How did they fight compared to a large mouth of the same size?


----------



## walley1 (Feb 18, 2005)

they fight about 2-3 times harder then a small mouth.a feww them came out of the water,most of them stay deep and fight hard and like to run hard.


----------



## Reel Man (Jul 4, 2004)

Ok Joe I'm sold. Private message me all the info about your trip where to stay, did you have a guide service, the body of water you fished. I need to make plans to do that! See you when the ice comes off at Mosquito.

Rob


----------



## Bassboy883 (Sep 27, 2005)

Hey rob if marcia wants fish wednesdays on portage and you want to fish mosquito, and you only have one boat, I think you might have a little dilema there.


----------



## Reel Man (Jul 4, 2004)

You're right. She may have to find someone with a boat at Portage to fish with occasionally


----------



## walley1 (Feb 18, 2005)

hey rob,check out the marina web site,i just put 2 pics of a cpl of the fish we caught


joe


----------



## Reel Man (Jul 4, 2004)

Awesome Joe.

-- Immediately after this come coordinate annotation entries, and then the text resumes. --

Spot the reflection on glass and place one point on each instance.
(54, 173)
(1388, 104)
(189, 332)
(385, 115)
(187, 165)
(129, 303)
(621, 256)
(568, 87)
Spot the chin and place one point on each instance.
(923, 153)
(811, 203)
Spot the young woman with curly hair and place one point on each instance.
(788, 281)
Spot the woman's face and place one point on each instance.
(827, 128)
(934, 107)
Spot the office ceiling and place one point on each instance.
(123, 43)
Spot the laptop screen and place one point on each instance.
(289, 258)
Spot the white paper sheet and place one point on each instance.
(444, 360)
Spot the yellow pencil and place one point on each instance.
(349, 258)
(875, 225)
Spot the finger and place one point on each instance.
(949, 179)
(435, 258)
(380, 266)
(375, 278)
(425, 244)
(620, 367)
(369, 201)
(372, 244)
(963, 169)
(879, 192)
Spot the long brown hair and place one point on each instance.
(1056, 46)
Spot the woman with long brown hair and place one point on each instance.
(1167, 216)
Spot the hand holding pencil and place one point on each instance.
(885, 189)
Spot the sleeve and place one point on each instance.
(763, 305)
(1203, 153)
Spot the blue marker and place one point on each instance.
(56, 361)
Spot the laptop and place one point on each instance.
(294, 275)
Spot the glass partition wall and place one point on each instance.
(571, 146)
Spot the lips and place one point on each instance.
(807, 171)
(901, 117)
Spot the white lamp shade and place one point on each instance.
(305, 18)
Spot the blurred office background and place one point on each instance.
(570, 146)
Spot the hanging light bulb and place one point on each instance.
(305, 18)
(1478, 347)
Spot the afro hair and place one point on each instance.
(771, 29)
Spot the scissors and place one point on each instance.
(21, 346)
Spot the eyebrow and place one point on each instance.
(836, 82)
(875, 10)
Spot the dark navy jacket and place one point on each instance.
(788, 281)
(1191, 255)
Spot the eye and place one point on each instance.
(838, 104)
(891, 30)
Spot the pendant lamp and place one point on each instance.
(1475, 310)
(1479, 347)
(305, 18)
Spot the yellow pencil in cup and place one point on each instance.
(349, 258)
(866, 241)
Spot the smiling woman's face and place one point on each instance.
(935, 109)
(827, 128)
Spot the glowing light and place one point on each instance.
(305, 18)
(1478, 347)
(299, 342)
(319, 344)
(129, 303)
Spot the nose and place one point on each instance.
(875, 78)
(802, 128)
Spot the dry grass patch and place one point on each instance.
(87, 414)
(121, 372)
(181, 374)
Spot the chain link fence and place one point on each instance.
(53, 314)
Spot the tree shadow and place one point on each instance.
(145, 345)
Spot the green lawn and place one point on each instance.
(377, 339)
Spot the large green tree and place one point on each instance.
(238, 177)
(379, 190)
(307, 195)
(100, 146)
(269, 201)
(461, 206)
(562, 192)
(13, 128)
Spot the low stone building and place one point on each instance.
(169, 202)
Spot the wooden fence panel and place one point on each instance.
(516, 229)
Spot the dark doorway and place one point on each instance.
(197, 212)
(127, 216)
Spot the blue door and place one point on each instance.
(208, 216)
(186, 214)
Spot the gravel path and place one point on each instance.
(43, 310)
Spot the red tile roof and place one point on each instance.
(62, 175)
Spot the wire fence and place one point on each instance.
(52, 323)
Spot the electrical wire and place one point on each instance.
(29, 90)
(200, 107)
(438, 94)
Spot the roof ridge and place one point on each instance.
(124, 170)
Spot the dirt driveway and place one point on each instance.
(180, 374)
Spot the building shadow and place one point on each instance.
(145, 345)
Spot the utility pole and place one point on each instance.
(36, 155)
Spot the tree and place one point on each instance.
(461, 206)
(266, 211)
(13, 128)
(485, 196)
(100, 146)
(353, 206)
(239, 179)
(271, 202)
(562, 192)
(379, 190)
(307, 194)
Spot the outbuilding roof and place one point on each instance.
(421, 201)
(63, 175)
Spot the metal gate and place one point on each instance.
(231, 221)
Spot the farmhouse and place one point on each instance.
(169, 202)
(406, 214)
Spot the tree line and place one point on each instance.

You need to get some pics up on here for the members to enjoy.


----------



## Reel Lady (Jul 4, 2004)

ranger487 said:


> Was that your picture I seen In Bassmasters with the smallie?
> Mark


Yup  Can you believe the size of that beautiful smallmouth???!!! I can't wait to get back out on the boat...I'm having serious withdrawls....


----------



## Reel Lady (Jul 4, 2004)

Bassboy883 said:


> Hey rob if marcia wants fish wednesdays on portage and you want to fish mosquito, and you only have one boat, I think you might have a little dilema there.


LOL...yup...Looks like Rob better win us another boat!!!!!


----------